7. A cage management method for a fish-growing cage of the type having a central spar or other buoyancy chamber for deploying surrounding cage netting attached thereto in a sea or ocean, comprising:

(a) providing an anchor weighting system attached to a lower end of the central spar which can at times retain the central spar and attached cage netting in a submerged position below the sea or ocean surface and at other times release the central spar and attached cage netting to an emergent position wherein at least an upper part of the netting is exposed to the sea or ocean surface;

(b) providing a buoyancy control system including the central spar being configured in an elongated shape with at least two enclosed sections at opposite ends thereof;

(c) operating the anchor weighting system to retain the central spar and attached cage netting in the submerged position below the sea or ocean surface for normal operation;

(d) operating the anchor weighting system to release the central spar and attached cage netting to the emergent position exposed to the sea or ocean surface for a maintenance operation on one side of the netting;

(e) operating the anchor weighting system to retain the central spar and attached cage netting in the submerged position below the sea or ocean surface for an inversion operation;

(f) altering buoyancy of the at least two enclosed sections at opposite ends of the central spar by changes of air and water therein so as to cause a shift of center of balance of the cage that enables the central spar with the cage netting to be rotated and inverted while in the submerged position; and

(g) operating the anchor weighting system to release the central spar and attached cage netting to the emergent position exposed to the sea or ocean surface for a maintenance operation on the other side of the netting.
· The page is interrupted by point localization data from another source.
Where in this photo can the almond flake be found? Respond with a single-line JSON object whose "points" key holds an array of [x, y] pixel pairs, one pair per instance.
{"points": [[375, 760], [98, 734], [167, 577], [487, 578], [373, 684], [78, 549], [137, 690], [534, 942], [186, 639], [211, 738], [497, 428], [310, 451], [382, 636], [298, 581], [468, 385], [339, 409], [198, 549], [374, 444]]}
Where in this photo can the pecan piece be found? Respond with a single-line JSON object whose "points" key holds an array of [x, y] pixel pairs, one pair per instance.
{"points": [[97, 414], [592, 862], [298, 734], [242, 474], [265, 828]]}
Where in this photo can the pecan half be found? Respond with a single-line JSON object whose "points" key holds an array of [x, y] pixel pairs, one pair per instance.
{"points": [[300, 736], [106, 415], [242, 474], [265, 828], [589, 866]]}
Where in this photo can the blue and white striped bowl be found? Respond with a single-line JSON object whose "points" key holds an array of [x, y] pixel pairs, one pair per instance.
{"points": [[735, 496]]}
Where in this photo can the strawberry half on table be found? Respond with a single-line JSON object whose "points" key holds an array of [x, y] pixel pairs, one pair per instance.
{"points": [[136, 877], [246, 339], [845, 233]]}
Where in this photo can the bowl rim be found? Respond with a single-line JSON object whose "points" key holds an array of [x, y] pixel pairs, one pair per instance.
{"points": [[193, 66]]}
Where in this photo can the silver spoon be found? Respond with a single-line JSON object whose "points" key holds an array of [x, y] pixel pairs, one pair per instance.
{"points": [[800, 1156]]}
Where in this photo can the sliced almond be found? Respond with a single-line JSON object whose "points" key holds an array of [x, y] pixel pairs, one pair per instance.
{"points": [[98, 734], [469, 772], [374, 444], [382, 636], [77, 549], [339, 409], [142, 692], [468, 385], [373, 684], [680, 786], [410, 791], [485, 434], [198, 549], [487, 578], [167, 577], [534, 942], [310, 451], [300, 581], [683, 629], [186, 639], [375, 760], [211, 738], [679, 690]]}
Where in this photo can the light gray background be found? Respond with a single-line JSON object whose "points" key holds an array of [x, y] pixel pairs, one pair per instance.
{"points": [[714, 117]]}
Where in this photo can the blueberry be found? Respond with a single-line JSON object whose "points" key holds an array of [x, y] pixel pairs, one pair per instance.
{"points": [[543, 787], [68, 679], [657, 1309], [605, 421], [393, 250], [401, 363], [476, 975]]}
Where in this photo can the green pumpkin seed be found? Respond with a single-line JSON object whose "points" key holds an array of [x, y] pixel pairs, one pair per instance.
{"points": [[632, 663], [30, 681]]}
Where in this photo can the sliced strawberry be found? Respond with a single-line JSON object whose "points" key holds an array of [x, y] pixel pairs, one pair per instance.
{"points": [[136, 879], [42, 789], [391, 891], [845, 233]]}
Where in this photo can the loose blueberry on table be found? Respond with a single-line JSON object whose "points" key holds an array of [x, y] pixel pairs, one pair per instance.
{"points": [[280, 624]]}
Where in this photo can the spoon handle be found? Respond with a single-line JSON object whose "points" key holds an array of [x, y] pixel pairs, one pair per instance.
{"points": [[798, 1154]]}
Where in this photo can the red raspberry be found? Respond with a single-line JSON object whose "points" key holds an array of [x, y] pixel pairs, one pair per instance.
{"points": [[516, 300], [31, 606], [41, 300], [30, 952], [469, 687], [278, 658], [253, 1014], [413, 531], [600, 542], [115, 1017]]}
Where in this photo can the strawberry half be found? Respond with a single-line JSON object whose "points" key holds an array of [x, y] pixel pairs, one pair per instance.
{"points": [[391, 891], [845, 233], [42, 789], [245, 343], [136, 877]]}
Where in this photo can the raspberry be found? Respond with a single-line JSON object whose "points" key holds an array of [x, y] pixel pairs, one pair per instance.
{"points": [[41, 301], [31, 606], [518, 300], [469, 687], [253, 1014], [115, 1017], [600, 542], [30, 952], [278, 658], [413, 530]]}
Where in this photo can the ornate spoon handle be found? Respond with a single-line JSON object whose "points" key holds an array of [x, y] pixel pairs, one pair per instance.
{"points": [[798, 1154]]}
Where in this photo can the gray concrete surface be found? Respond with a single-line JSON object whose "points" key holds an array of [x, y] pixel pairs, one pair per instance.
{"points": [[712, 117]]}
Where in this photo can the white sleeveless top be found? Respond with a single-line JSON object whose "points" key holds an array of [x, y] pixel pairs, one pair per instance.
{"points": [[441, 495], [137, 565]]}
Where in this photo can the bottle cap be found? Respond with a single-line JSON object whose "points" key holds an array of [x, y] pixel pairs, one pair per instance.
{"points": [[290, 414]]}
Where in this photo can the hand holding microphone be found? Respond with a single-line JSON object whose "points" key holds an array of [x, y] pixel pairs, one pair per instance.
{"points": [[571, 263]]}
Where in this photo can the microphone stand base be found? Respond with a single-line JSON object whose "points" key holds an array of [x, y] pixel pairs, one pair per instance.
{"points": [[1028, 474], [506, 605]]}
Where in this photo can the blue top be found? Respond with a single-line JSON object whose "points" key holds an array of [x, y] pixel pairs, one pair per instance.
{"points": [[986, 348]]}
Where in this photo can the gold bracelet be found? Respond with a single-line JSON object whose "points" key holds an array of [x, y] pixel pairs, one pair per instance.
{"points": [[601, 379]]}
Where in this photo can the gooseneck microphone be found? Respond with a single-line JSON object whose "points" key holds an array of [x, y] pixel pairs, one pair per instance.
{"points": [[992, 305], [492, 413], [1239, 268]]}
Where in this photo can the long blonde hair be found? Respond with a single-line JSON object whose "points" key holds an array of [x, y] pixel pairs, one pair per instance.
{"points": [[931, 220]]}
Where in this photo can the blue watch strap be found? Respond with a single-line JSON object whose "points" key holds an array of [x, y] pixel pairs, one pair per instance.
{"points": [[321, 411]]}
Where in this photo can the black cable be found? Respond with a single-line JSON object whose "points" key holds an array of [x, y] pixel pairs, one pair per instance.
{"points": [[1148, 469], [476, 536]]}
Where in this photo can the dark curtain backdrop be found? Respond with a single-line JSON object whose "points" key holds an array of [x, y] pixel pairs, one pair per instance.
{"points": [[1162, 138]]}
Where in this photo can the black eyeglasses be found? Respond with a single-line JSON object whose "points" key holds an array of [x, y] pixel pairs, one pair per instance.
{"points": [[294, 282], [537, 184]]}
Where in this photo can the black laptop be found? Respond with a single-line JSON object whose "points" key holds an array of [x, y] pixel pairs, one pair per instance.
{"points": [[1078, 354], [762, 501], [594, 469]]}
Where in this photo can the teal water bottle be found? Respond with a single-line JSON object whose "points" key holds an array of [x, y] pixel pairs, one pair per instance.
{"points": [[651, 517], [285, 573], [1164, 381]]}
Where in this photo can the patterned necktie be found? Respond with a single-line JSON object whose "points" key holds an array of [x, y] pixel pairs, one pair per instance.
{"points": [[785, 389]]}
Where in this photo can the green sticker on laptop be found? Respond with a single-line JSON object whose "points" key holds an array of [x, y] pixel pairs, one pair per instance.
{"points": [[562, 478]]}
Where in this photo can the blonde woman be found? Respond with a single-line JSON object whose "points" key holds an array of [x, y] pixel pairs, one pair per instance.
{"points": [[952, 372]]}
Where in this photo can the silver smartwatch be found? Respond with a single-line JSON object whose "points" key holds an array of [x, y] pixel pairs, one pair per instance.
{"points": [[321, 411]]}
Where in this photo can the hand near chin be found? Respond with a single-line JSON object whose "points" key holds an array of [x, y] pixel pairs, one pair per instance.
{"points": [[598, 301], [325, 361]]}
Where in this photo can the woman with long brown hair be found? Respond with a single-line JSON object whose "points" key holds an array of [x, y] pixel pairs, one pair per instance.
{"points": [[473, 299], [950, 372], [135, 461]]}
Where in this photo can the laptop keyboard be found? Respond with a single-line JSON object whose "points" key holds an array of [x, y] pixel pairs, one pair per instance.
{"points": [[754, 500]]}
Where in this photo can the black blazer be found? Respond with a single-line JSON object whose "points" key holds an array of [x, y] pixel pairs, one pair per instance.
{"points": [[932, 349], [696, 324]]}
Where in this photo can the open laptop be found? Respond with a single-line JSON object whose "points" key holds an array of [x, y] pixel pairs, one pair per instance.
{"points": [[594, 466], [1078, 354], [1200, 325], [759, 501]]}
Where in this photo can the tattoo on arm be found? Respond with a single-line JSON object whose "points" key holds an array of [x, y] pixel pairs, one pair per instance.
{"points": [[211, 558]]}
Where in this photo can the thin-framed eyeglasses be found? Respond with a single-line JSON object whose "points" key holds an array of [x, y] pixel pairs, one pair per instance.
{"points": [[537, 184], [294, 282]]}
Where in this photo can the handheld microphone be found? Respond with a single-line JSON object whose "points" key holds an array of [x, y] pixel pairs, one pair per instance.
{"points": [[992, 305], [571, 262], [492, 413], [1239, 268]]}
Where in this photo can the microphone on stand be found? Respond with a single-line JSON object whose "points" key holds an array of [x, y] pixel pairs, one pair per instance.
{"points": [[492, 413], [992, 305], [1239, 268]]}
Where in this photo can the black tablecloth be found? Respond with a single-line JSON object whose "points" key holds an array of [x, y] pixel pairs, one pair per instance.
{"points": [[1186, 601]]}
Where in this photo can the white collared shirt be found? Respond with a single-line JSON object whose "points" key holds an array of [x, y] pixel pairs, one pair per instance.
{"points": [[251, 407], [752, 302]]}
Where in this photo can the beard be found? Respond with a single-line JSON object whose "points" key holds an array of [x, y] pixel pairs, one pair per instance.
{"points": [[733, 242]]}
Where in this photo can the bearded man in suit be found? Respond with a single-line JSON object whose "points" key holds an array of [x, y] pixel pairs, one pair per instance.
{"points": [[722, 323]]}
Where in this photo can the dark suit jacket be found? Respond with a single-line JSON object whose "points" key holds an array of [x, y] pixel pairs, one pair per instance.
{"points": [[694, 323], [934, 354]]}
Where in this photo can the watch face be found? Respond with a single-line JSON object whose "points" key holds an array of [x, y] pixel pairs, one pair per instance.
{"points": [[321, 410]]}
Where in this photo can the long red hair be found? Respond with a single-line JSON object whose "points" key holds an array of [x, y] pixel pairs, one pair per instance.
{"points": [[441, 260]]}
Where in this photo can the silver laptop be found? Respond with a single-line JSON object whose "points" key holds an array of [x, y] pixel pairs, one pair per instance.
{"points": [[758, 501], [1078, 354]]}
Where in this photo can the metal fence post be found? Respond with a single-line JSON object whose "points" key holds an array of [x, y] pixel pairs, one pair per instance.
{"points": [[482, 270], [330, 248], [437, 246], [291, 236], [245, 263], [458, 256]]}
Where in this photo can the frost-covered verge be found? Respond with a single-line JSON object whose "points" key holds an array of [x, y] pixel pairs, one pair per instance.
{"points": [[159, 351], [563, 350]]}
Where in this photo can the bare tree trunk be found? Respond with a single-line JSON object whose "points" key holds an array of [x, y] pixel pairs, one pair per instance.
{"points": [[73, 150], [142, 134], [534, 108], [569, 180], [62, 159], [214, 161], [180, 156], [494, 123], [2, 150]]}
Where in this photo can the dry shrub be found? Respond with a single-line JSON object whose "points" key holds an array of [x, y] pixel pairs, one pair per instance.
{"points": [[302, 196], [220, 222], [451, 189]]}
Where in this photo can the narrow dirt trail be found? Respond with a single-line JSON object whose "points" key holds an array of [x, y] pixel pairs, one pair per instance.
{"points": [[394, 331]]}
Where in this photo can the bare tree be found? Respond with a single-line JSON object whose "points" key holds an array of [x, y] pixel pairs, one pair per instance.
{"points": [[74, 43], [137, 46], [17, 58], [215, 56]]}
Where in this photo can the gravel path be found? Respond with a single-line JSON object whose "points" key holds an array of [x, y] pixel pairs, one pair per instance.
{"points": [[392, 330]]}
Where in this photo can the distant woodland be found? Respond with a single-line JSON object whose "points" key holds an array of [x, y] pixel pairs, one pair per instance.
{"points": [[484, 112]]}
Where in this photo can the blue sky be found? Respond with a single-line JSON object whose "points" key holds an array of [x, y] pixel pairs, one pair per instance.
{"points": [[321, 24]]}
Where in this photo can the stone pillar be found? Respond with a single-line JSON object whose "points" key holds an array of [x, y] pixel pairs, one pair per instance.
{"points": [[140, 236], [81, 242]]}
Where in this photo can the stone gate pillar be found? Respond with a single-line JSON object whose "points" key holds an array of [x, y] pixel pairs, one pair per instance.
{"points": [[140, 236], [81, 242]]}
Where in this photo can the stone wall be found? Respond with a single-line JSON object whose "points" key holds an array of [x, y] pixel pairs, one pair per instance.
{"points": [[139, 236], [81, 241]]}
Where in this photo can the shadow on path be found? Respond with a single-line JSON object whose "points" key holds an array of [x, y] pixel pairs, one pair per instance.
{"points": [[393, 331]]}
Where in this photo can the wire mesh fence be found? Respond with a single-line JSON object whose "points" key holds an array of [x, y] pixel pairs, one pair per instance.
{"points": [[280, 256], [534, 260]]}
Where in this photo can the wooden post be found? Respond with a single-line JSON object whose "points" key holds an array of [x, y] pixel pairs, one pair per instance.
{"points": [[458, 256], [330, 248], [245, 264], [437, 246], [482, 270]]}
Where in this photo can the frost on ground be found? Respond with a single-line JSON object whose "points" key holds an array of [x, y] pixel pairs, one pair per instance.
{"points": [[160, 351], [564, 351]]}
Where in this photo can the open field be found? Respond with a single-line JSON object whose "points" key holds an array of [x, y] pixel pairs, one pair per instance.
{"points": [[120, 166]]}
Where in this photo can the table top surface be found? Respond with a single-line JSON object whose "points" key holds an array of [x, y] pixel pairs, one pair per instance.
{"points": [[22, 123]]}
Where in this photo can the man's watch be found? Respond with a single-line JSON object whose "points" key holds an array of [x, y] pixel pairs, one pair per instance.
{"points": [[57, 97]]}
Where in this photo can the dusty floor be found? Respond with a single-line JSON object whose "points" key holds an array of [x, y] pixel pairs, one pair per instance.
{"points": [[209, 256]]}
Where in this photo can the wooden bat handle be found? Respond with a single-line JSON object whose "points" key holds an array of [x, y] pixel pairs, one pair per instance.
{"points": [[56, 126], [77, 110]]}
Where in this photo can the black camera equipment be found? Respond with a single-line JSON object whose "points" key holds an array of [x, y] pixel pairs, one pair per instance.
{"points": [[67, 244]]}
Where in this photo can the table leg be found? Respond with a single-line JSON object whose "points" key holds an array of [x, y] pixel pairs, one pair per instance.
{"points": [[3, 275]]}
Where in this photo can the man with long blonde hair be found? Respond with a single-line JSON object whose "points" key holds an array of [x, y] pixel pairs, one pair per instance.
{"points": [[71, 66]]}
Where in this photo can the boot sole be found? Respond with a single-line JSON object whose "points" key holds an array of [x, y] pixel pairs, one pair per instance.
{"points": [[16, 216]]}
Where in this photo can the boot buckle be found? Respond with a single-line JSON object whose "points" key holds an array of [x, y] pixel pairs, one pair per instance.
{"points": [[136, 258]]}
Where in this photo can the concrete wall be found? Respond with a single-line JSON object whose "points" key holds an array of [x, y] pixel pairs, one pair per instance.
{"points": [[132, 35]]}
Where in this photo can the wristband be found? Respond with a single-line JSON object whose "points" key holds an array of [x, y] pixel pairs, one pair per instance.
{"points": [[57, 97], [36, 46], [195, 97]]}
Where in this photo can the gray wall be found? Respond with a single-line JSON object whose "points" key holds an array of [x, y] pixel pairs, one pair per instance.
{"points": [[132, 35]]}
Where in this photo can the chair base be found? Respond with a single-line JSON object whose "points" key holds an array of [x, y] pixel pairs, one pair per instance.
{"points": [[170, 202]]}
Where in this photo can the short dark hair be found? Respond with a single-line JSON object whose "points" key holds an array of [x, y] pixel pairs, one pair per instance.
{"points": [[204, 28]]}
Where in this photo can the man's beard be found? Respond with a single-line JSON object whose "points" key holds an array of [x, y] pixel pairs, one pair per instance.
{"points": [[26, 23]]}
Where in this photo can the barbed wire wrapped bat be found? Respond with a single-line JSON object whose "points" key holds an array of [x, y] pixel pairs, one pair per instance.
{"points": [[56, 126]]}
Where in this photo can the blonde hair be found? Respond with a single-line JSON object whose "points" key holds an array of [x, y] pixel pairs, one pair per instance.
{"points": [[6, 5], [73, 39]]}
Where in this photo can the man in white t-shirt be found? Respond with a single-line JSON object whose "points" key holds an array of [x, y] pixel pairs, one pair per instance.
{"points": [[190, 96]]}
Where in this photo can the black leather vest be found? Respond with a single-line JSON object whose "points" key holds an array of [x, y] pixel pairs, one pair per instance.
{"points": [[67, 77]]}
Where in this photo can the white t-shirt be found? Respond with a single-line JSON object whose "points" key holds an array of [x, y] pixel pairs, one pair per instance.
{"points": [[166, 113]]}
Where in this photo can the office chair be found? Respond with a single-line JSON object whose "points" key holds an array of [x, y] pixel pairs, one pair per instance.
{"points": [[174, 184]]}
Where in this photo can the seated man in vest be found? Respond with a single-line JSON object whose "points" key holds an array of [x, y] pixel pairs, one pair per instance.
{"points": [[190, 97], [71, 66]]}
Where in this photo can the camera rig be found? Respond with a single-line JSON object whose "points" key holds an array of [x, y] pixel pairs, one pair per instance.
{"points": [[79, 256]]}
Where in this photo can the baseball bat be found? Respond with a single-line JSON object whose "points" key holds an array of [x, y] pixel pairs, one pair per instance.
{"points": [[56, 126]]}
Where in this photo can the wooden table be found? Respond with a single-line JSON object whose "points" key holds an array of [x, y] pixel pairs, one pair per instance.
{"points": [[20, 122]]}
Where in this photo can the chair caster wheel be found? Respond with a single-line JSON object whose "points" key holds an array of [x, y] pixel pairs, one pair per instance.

8. A cage management method according to claim 7, wherein the management operation is for cleaning top and bottom sides of the netting.

9. A cage management method according to claim 8, wherein the cleaning operation includes air drying the top and bottom sides of the netting in turns.

10. A cage management method according to claim 7, wherein the management operation is one of the group consisting of crowding, harvesting, and bath-treating of the fish.

11. A cage management method according to claim 10 for bath-treating of fish to aid in control of ectoparasites and other diseases by releasing the cage to the emergent position, stretching a tarpaulin or sheet material close to the water surface across an equator rim of the cage so as to cover one half thereof, then retaining the cage to the submerged position, inverting it, releasing the cage to the emergent position again, and stretching a tarpaulin or sheet material across the equator rim of the cage so as to cover the other half thereof, whereby the fish therein are contained inside the tarpaulin or sheet material where they can be treated by administering concentrated therapeutants.

12. A cage management method according to claim 10 for concentrating the fish in a smaller volume of the cage for harvesting or other handling or management by releasing the cage to the emergent position, stretching a sheet of netting material or similar divider across one section of the cage dividing the cage in two or more sections, then retaining the cage to the submerged position, inverting it, and releasing the cage to the emergent position again, wherein all the fish therein are contained on an upper side of the sheet of netting material where they can be readily crowded and handled for harvesting or pumping.